The St.-Aegidien-Kirche or Aegidienkirche is a church building in the north German city of Lübeck, dedicated to saint Giles. It is the smallest and easternmost church in the city centre. It is first mentioned as dedicated to St Giles in 1227; this is unusual for a north German and may link it to an earlier 1172–1182 wooden church built under bishop Henry I, formerly the abbot of the abbey dedicated to the same saint in Braunschweig. The church's coat of arms includes a "T", short for "Tilgenkark", the Low German form of the church's name, and "St Tilgen" or "St.
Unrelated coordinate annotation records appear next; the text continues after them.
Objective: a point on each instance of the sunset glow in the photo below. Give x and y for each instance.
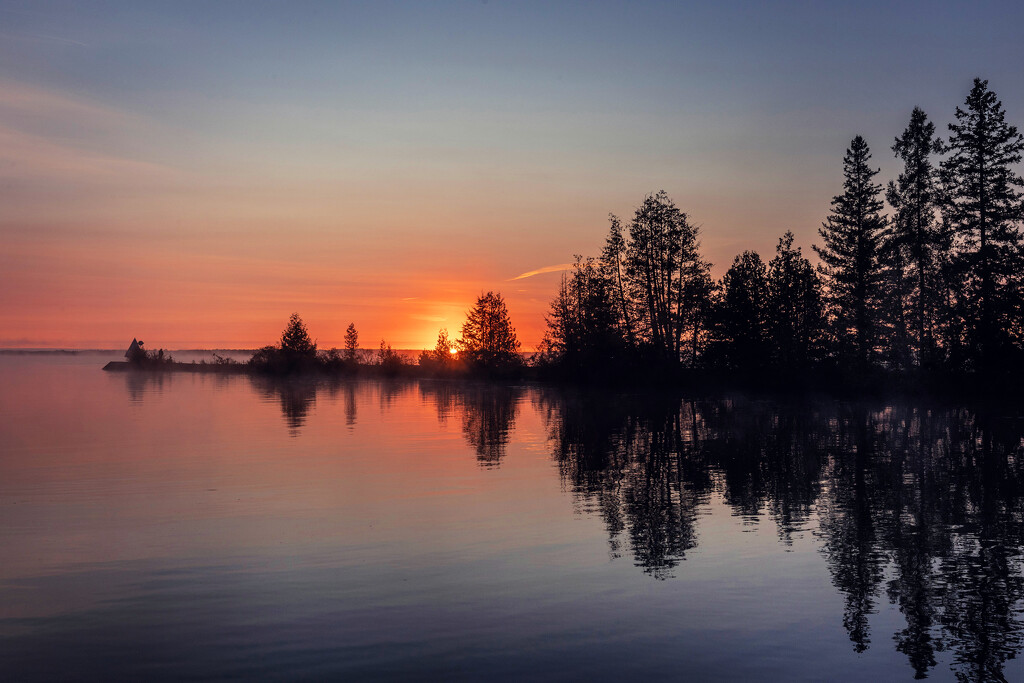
(193, 175)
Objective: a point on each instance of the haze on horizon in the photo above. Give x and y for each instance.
(192, 173)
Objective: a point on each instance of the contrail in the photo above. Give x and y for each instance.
(548, 268)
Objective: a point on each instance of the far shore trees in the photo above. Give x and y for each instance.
(796, 318)
(295, 352)
(488, 340)
(937, 286)
(742, 314)
(850, 257)
(914, 246)
(982, 206)
(351, 344)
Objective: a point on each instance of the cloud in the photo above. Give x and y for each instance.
(558, 267)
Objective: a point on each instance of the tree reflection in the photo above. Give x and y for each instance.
(918, 505)
(487, 412)
(296, 398)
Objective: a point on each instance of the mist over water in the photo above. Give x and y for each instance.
(199, 526)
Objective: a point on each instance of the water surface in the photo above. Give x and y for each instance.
(202, 526)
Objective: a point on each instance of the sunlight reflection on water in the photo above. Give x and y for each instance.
(186, 525)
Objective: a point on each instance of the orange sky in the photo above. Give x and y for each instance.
(194, 177)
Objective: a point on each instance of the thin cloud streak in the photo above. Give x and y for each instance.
(558, 267)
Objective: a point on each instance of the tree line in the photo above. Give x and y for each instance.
(935, 285)
(933, 288)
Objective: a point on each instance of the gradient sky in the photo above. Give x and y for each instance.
(192, 173)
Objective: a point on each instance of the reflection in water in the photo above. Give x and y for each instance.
(915, 507)
(296, 396)
(921, 507)
(487, 414)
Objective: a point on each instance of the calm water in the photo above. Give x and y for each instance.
(186, 526)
Illigen", the Low German forms of the saint's name.

It remained in the nearby cathedral chapter's control until the Protestant Reformation, when shortly after Easter 1530 it hosted the town's first eucharist in which both elements were distributed to the people. Its pastor "Johann by der Erde" was also the city's first clergyman to marry, also in 1530. The church roof was hit by a shell during the 1806 Battle of Lübeck but it did not ignite, whilst a cannonball from the same engagement is still lodged in the wall near the north door. The area around the church was heavily damaged during the March 1942 air-raid on the city and an aerial mine destroyed historic stained-glass and work by Curt Stoermer inside the church but left the exterior unaffected.